July 28, 1996|By Peter Baker | Peter Baker,SUN STAFF

According to a recent study by the Outdoor Recreation Coalition of America, 75 percent of people 16 and older participate in some form of "muscle-powered" outdoor recreation and the number of participants is increasing.

Nontraditional outdoor sports such as mountain biking, in-line skating and rock or mountain climbing are growing most rapidly, according to the survey.

The study, which did not survey hunting and fishing activity, found that backpacking and tent camping maintained growth rates of 12 and 11 percent in 1994.

However, in-line skating increased 513 percent over a five-year period, mountain biking has increased 20 percent per year for five years and mountain and rock climbing increased 32 percent in 1994 alone.

While numbers of participants in some sports are relatively small -- 6.2 million mountain or rock climbers and 3 million "avid trail cyclists," for example -- the study found the trend to be increased emphasis on outdoor activity close to home on public lands.

The greatest threat to outdoor recreation, the study found, is "inadequate support for the acquisition, maintenance and operation" of recreation areas.

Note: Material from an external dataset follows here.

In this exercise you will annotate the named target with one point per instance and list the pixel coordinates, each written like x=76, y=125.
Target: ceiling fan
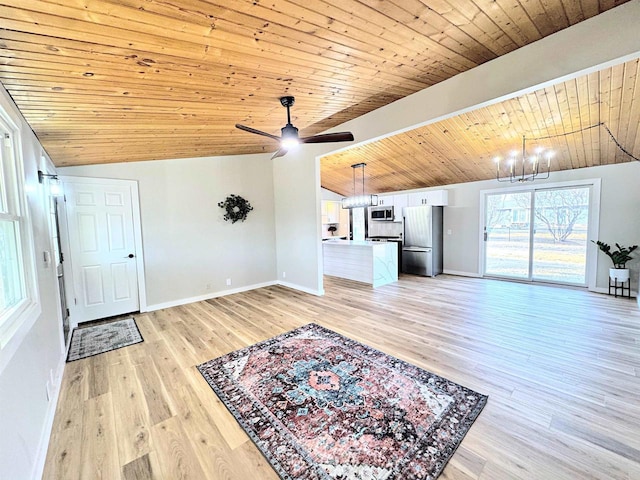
x=290, y=136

In Maryland, where state, county and city programs acquire and manage tracts of public lands for recreational use, a statewide Trail Stewardship Program has been started to increase public awareness and participation.

"Maryland's state forests and parks have hundreds of miles through all types of scenery," Department of Natural Resources Secretary John R. Griffin said recently. "Our new program offers people who enjoy the use and beauty of these trails a way to volunteer to maintain and educate people about the trails and to give money toward their continued maintenance and upkeep."

The Northern Central Rail Trail in Northern Baltimore County, for example, supports more than 465,000 visitors per year, according to DNR. Birdwatchers. Bikers. Hikers. Photographers. Fishermen.

The trail system also creates open stretches of changing habitat used by wildlife.

Footprints Only, Inc., a non-profit organization, is sponsoring the trails program, and tax-deductible donations are being sought for trail maintenance, operation and user education programs. Funds also would be used for improved accessibility and ranger patrols.

Volunteer workers also are being recruited for maintenance and improvement projects and educational programs. If you have time or money to give, contact DNR's State Forest and Park Service.

Whitbread update

The number of syndicates registered for the 1997-1998 Whitbread Round the World Race stands at 41 boats from 17 countries, including Chessie Racing, the Chesapeake Bay sailing team based in Baltimore.

In all there are six U.S. syndicates registered.

Whitbread Chesapeake, which is organizing the race stopover in Baltimore and Annapolis in April of 1998, has opened a new office in the World Trade Center and is seeking donations of office equipment and supplies.

The office address is World Trade Center, Suite 623, Baltimore 21202.

Fly fishing clinic

Philip Krista, who guides fly fishing parties on the Patapsco River, is organizing a free saltwater fly casting class for advanced adults interested in learning more about using rods 10 feet or longer.

The class, which will be held Aug. 24 at a site to be determined, will be limited to 10 students.

Also teaching with Krista will be Carol Stevenson, fly casting instructor and river guide from Arlington, Va.; Phillip Gay, master fly caster from the Federation of Fly Fishers; and Nils Maehle, European casting champion.